When checking in on the Bancadati and TLRE farms, I noticed they were all offline since Saturday.
I rebooted most of them, only for them to be online for a couple of minutes and then be offline again.

Also checking the grid explorer only 1/3 of the registered nodes seem to be online.

Right now, we set nodes offline when there is no IPv6, and that happens indeed after a while after been registered.
Next week (we’re finalizing tests) we’ll roll out our solution for nodes that are IPv4-only, so then all nodes will be online.

@delandtj that cannot be the solution I hope, this should be resolved sooner, if there was a code change then this to me is a bug. It was working before.

This was indeed already introduced in 0.3.3 only to be rolled back by Christophe in 0.3.4 and now reintroduced in 0.3.5?

then to me a mistake was made because we cannot introduce a code change which has negative impact without having a solution.

Btw, does this mean that the nodes without ipv6 support are not minting until next week?

Let me clarify the situation here.
Until 0.3.4 any nodes booted with 0-OS were eligible for farming. This means even nodes that were not capable of processing reservation were still producing tokens.

This process was put in place to not penalize farmers that did not have access to ipv6.

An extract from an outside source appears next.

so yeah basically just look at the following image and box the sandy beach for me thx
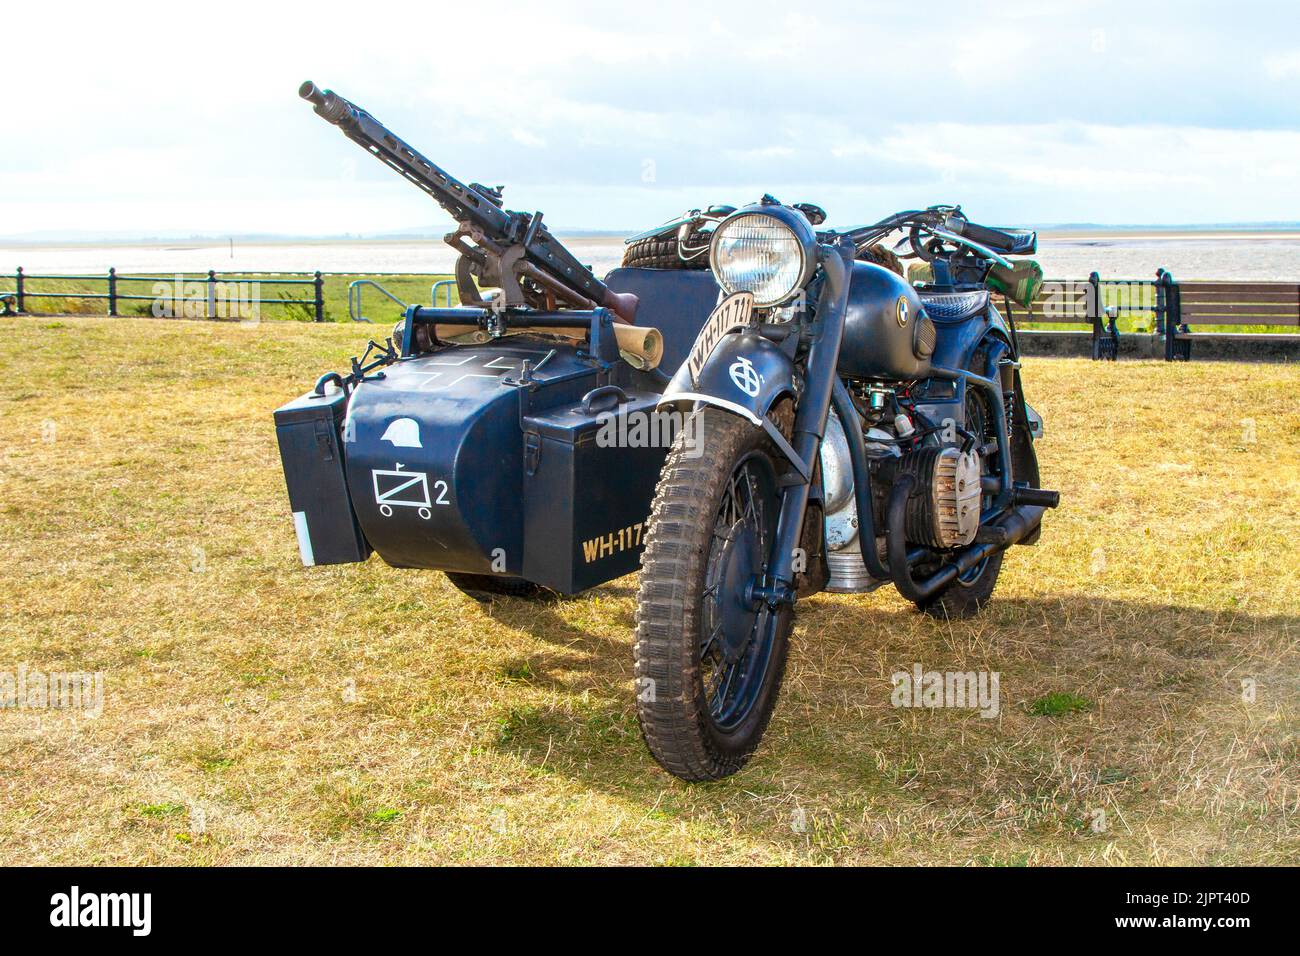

In 0.3.5, the support for ipv4 only node has been rollout. Which means there were not more reason for any node to not be able to process reservation (actually provide useful capacity). Following this logic, only the node actually ready to process reservation are marked online.

@chrisvdg for you this means that if your node are marked offline there is an issue somewhere. Most probably in the network configuration of your farm. I noticed your farm going offline after the rollout of 0.3.5
And even personally asked to get in touch with your Organization to figure out what was going on I your farm. Seems the communication there was not optimal. Let’s solve that tomorrow, I’m back from holiday, we can have a look together.

1 Like

The IPv4 in the farms seems to be working just fine, and hasn’t changed much since delivery of the nodes on Grid 1.0

Also only 1/3 of ALL grid nodes being online would suggest that it may not be a problem in the network config unless all those other farms and nodes that are now offline also have farms that do not comply for the IPv4 support.
Bancadati and TLRE represents a bit less than 1/3 of the Grid nodes (275 / 930), which means another 1/3 is now offline for unknown reasons.

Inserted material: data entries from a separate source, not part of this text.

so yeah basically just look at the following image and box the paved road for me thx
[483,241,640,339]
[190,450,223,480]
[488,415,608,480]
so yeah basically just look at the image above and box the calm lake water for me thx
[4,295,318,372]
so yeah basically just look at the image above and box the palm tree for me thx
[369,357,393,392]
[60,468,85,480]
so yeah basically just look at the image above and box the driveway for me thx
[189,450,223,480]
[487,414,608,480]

Are there specific things I can check for you?

Your numbers are wrong. There was always around 500 nodes online before 0.3.5 was released. The only farm I’ve seen not coming back is bancadati and tlre.

Please get in touch with @delandtj to inspect your network. Or wait for me but I’m only available in the afternoon

@delandtj, were you able to find anything?
If not we will turn off these nodes until we can get the IPv6 sorted out.

@chrisvdg things were solved since last Friday already. Check your nodes status.

Oh wow, thanks guys!
Just out of curiosity, what was the issue?

Wrong config of your DHCP server

The nodes get their IP’s correctly, so what was wrong with the DHCP?

Ok, so the nodes needed a second IP pool for the ndmz namespace (whatever that is) according to Jan.

This is a requirement no one told me before nor find documentation for.

Anyway, thanks for resolving this

are we ok here? Is everything resolved?

Sorry for the late reply, but yes, the nodes are online again after Jan enabled dynamic DHCP to allow the nodes to take a second IP address as the DHCP was “hard coded” in the datacenter.